When planning permission is granted, find out what your developer intends to do with the site. It is common for a developer to sell on the planning consent to a fund to finance the build costs, which on average are in excess of £1m for every MW.
Ask your developer if the firm has existing arrangements with a fund or if it is planning to go out to tender. A tender can be time-consuming because of the due diligence required to complete the process, which can delay the build by some months.
Find out if the developer plans to stay on board to install and thereafter maintain the site. When the company plans to exit from the scheme, there could be implications for you. Ensure a clear and transparent framework is in place.

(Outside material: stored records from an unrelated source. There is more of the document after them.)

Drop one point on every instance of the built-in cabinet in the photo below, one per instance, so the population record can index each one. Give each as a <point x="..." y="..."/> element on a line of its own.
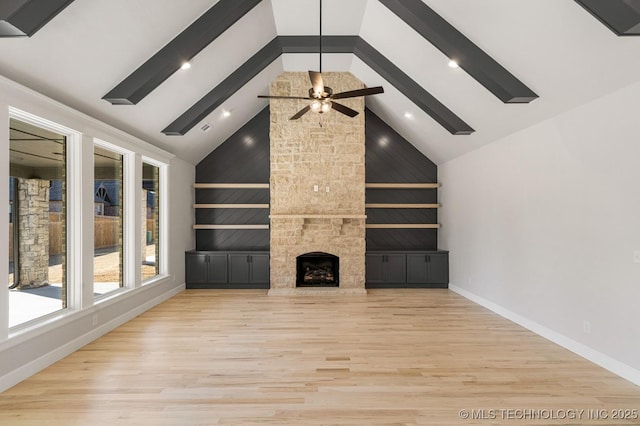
<point x="428" y="269"/>
<point x="227" y="269"/>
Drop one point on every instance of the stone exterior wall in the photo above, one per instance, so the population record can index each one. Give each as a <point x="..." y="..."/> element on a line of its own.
<point x="327" y="150"/>
<point x="33" y="241"/>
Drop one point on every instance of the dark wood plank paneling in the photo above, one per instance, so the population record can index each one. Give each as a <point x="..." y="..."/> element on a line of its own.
<point x="402" y="239"/>
<point x="232" y="239"/>
<point x="243" y="158"/>
<point x="421" y="196"/>
<point x="232" y="216"/>
<point x="392" y="159"/>
<point x="232" y="196"/>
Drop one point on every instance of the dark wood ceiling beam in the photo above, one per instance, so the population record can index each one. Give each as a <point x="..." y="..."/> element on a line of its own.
<point x="479" y="65"/>
<point x="223" y="91"/>
<point x="412" y="90"/>
<point x="22" y="18"/>
<point x="310" y="44"/>
<point x="620" y="16"/>
<point x="181" y="49"/>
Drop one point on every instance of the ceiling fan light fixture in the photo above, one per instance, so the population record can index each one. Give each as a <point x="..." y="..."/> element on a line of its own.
<point x="316" y="105"/>
<point x="320" y="105"/>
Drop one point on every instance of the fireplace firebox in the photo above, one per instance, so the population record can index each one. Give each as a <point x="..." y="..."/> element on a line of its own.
<point x="317" y="269"/>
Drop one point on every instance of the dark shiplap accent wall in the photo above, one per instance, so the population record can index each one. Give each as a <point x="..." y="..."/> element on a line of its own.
<point x="244" y="158"/>
<point x="392" y="159"/>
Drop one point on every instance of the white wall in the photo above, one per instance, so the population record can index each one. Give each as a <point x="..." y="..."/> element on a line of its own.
<point x="542" y="226"/>
<point x="26" y="352"/>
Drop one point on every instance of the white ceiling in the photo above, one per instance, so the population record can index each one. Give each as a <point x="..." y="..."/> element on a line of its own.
<point x="554" y="46"/>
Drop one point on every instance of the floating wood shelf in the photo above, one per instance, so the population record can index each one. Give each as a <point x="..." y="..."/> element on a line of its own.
<point x="402" y="185"/>
<point x="402" y="226"/>
<point x="230" y="226"/>
<point x="318" y="216"/>
<point x="231" y="185"/>
<point x="231" y="206"/>
<point x="401" y="206"/>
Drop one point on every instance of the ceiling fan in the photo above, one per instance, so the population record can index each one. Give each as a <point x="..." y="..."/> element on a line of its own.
<point x="322" y="97"/>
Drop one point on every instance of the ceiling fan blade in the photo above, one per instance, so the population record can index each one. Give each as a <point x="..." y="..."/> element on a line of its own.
<point x="282" y="97"/>
<point x="344" y="109"/>
<point x="316" y="83"/>
<point x="300" y="113"/>
<point x="359" y="92"/>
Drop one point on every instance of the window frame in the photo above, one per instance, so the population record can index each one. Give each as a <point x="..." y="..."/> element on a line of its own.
<point x="73" y="208"/>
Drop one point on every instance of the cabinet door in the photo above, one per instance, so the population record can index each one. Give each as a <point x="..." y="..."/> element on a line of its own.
<point x="239" y="269"/>
<point x="395" y="269"/>
<point x="439" y="268"/>
<point x="217" y="268"/>
<point x="374" y="272"/>
<point x="196" y="268"/>
<point x="417" y="268"/>
<point x="259" y="268"/>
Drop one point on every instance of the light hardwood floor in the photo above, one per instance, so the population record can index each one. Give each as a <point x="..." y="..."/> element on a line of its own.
<point x="392" y="357"/>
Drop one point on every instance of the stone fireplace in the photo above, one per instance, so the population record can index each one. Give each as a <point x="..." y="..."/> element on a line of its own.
<point x="317" y="269"/>
<point x="317" y="186"/>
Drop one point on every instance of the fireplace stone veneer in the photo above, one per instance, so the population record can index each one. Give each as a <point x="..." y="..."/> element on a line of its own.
<point x="317" y="185"/>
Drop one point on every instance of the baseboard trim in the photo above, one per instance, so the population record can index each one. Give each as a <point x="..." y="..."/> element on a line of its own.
<point x="613" y="365"/>
<point x="27" y="370"/>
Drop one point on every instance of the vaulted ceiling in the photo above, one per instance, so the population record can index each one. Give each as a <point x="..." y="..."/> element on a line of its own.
<point x="521" y="61"/>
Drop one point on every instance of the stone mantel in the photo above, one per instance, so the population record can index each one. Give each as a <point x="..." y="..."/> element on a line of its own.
<point x="318" y="216"/>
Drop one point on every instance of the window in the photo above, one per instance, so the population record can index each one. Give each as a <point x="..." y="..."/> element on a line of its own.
<point x="108" y="220"/>
<point x="37" y="222"/>
<point x="150" y="221"/>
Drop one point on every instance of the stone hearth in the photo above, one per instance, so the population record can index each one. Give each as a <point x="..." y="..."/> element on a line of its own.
<point x="317" y="185"/>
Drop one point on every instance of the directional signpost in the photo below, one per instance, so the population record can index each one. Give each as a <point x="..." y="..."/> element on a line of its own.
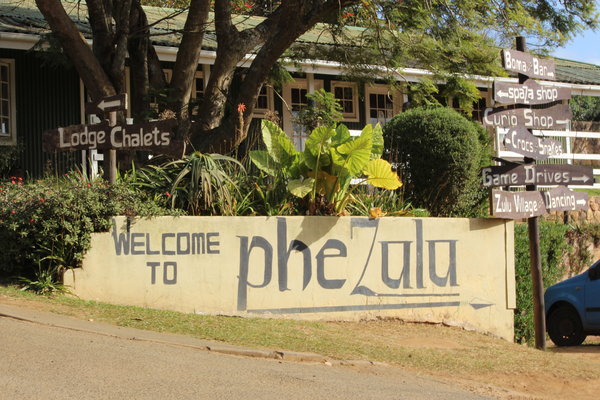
<point x="537" y="174"/>
<point x="517" y="205"/>
<point x="157" y="136"/>
<point x="107" y="104"/>
<point x="153" y="136"/>
<point x="528" y="93"/>
<point x="563" y="199"/>
<point x="520" y="140"/>
<point x="528" y="65"/>
<point x="555" y="117"/>
<point x="530" y="204"/>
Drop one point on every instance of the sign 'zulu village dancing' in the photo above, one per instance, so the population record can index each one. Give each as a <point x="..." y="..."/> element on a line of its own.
<point x="518" y="138"/>
<point x="156" y="136"/>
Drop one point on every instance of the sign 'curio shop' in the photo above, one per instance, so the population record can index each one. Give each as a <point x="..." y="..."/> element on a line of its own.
<point x="156" y="136"/>
<point x="529" y="92"/>
<point x="527" y="64"/>
<point x="521" y="141"/>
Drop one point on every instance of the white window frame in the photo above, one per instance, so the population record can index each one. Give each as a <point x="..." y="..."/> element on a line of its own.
<point x="353" y="116"/>
<point x="382" y="89"/>
<point x="311" y="85"/>
<point x="10" y="139"/>
<point x="261" y="112"/>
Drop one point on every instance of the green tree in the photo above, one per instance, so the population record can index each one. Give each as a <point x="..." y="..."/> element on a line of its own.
<point x="585" y="108"/>
<point x="444" y="36"/>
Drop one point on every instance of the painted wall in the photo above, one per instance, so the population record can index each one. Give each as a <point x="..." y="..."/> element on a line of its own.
<point x="457" y="271"/>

Ask the developer about its relationship with the distribution network operators (DNOs) and whether it has dealt with a particular DNO in the past. Having a good relationship with DNOs is crucial towards facilitating the grid connection process.
Scrutinise the timeline
In order for the developer to qualify for the highest level of payment – 1.6 ROCs under the government’s Renewables Obligation Certificate scheme – and in turn the highest level of rental, sites must be up and running and producing electricity by 31 March 2014. One ROC equates to 1MWh of electricity produced. The actual market price for one ROC is £44/MWh.
Taking into account build time, the planning process and the many reports that need to be produced for a planning application, the timescale is now very tight. Ensure your developer has all the necessary experts and financial strength in place to move quickly.
There is currently a 20-week lead time for some equipment, so to complete a scheme by 31 March next year, some parts will need to be ordered ahead of the planning decision. This means a full site appraisal of all the potential risks to a proposed PV development is essential to minimise the risk of planning being rejected.
If you have already entered into an exclusivity deal, but have seen no progress so far, consider whether you are able to break your contract for non-performance. Equally, check whether your exclusivity has come to an end.